I cut the fabric, marked darts and notches and then serged all the edges.  I’m really not sure how much handling this muslin will receive. But I do know how difficult it can be to work with a shredding seam. Immediate serging, even on a muslin, takes 5 minutes and eliminates potential headaches. I stitched all the pieces with my HV Ruby’s basting stitch.  I love how this long stitch just zooms through the process actually greatly reducing the time needed; and when necessary is easily removed. But those seams looks pretty ugly. I can see wide gaps, at least 3/8″ between one stitch and the next.  You know, basting might have an interesting decorative application.

 

I made one big change in my stitching process. Usually I stitch the inseam from hem to knee on a one to one basis. Then I ease the inseam from the knee to about 1/2″ below the crotch points.  I’ve had problems in the past with some fabrics which refused to ease between the given notches but easily fit between knee and crotch point.  I’ve begun to wonder if my laziness here contributes to the wrinkling which occurs on the inseam beginning at the knee and extending upwards.

 

Could this wrinkling result from incorrectly easing?

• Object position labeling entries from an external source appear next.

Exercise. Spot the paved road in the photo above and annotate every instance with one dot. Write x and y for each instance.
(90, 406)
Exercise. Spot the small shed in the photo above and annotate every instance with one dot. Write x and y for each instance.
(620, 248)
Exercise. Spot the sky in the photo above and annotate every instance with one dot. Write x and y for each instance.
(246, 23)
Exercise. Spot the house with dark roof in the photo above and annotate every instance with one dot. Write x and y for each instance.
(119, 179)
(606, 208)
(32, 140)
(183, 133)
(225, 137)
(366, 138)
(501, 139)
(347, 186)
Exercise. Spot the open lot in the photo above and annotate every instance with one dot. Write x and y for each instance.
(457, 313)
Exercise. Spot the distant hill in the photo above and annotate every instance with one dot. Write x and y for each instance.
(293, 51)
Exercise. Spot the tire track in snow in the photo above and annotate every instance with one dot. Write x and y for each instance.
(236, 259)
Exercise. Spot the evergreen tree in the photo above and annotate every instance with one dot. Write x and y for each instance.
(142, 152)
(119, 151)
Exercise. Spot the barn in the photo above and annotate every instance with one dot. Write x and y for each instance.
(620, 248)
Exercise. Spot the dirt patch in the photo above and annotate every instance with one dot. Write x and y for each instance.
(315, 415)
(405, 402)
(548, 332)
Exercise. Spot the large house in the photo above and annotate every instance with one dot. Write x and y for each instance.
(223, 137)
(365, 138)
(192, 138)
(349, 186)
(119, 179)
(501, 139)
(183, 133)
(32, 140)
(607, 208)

I do want that all to ease together i.e. I don’t want to snip off even 1/8″ from either front or back inseam. So I did some pretesting and settled upon easing between the crotch point and 6″ down.  Each fabric may need the same pretesting. But look we’re not talking about a huge amount of time.  Just a few pinch and pulls after pinning from hem to 4″ above the knee.

 

During pressing, I notice that the sides are quite curvy.  I had to put the pressing hem under the side seams to press properly.  So I think that what I’m seeing as a slight curve in the pattern side is much more.  This is a concern because, I’m pretty straight on my side and then suddenly dip in at the top of the hip bone. Darts are my friend. I often increase the depth of the darts and add a second or third short dart to control volume at the waist.  I made no changes, but I do wonder how this effects the fit.  I remember that my TJ906 has straight sides, but the center back leg seams are very curvy. TJ906 situated the curve where my curve is.  I believe that the curve which TJ906 has in the center back leg has been moved/referred to the side seam in Vogue 7973 because it simply isn’t possible to put the curve in the middle of the one piece back but a curve is definitely needed for most, including my own, backsides.